The application rate of valuation methods by reporting entities are in the descending order of; market approach, expert estimation method, cost approach and income approach with average usage rates of 36.4%, 22.4%, 18.3% and 10.9% respectively (research objective two). It appears the market and cost approaches are applied more extensively in the valuation of tangible assets. The market approach is preferred in the valuation of financial instruments (financial assets and liabilities), while the expert estimation method is more applicable to the valuation of intangible assets and intangible liabilities (except financial instruments).
The study contributes to knowledge in that it is one of the few investigations conducted on fair value measurement in the Nigerian context post-IFRS 13 adoption. Studies on fair value measurement covering subthemes such as prospects and challenges of fair value application, impact of fair value measurement on reported profit, amongst others, still leave much to be desired, as post-implementation issues surrounding level of application of fair value measurement and valuation methods used by reporting entities in Nigeria are yet to be rigorously investigated. The current study closes some gaps in this regard.

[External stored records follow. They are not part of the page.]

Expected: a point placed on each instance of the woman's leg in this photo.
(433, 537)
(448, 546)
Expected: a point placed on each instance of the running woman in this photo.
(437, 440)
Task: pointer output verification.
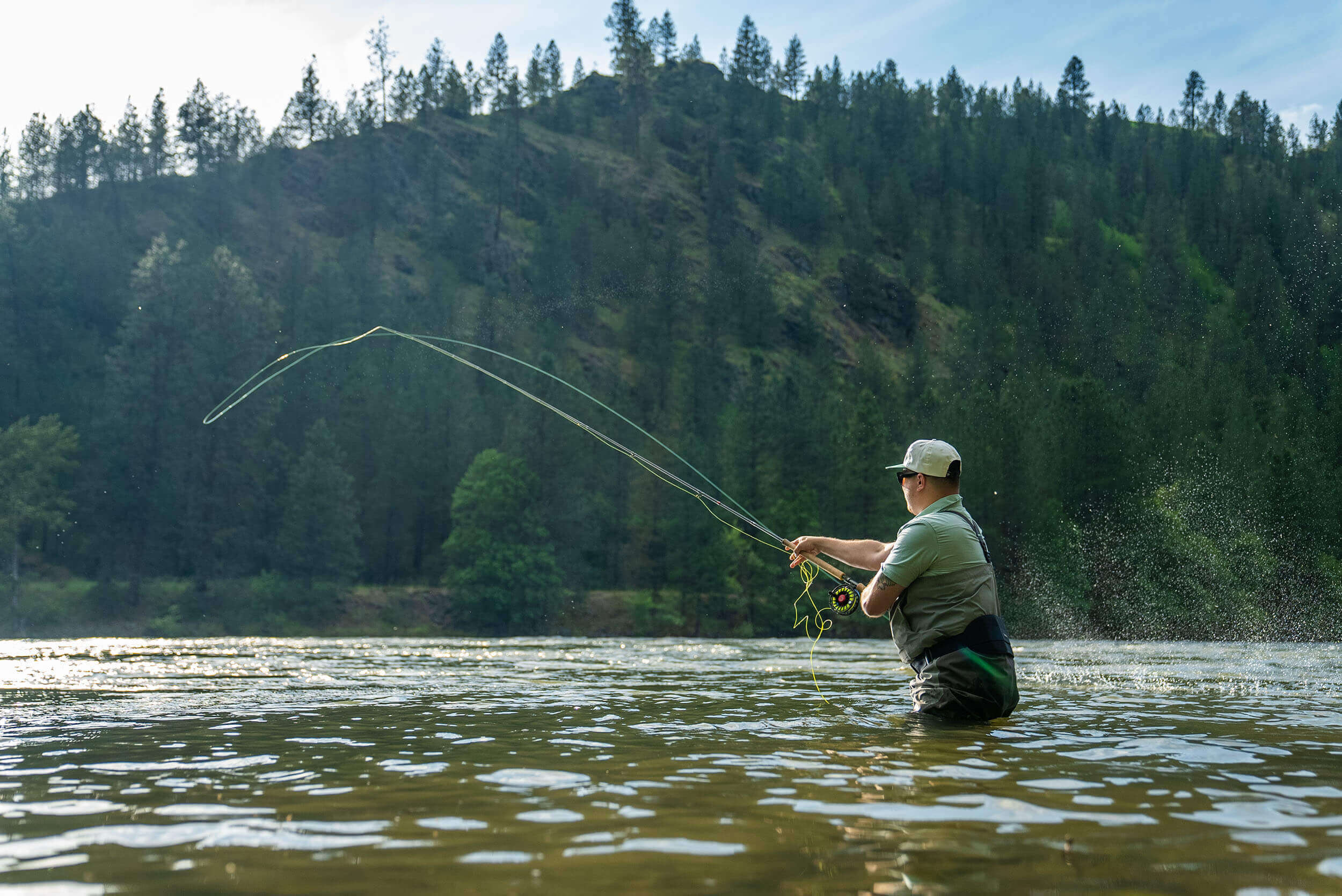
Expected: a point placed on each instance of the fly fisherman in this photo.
(937, 583)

Considering that the capital market is critical to the supply of information for gauging fair value estimates, this study calls on regulators to ensure financial instruments quoted on the stock exchange are reliably priced. Institutional apparatus that will facilitate the reliable pricing of non-financial assets and non-financial liabilities should also be emplaced by relevant authorities. Concerned stakeholders such as accounting academics, professional accounting bodies, and the Financial Reporting Council of Nigeria (FRC) can also promote the diffusion of fair value measurement through public enlightenments, workshops, symposia, and trainings, considering that it is relatively new concept in the Nigerian environment. Inculcation of fair value accounting in the curriculums of academic and professional accounting programmes should also be undertaken to bridge knowledge gap.
The results from this study should be applied with caution owing to some limitations surrounding the scope of coverage, data collection method and research paradigm adopted. Acknowledging that not all sectors are represented in this study, future studies may examine the perception of auditors specialising in other sectors. For instance, analysis for agriculture/ agro-allied sector was restricted to data gathered from fifteen respondents specialising in the audit of agriculture business. Scope of coverage can be extended by taking more samples from the sector to validate results. Sector- specific studies on the application level of fair value measurement can also be carried out. Studies investigating valuation methods applied to ascertain the fair value of assets and liabilities could be investigated by content-analysing disclosures on fair value measurement in annual reports. The study adopted a positivist research paradigm and a quantitative research design; future studies may consider using a qualitative or a mixed research design, whereby data collection through questionnaire is complemented by interview. Other studies may also increase the sample size across sectors to improve generalisability of results.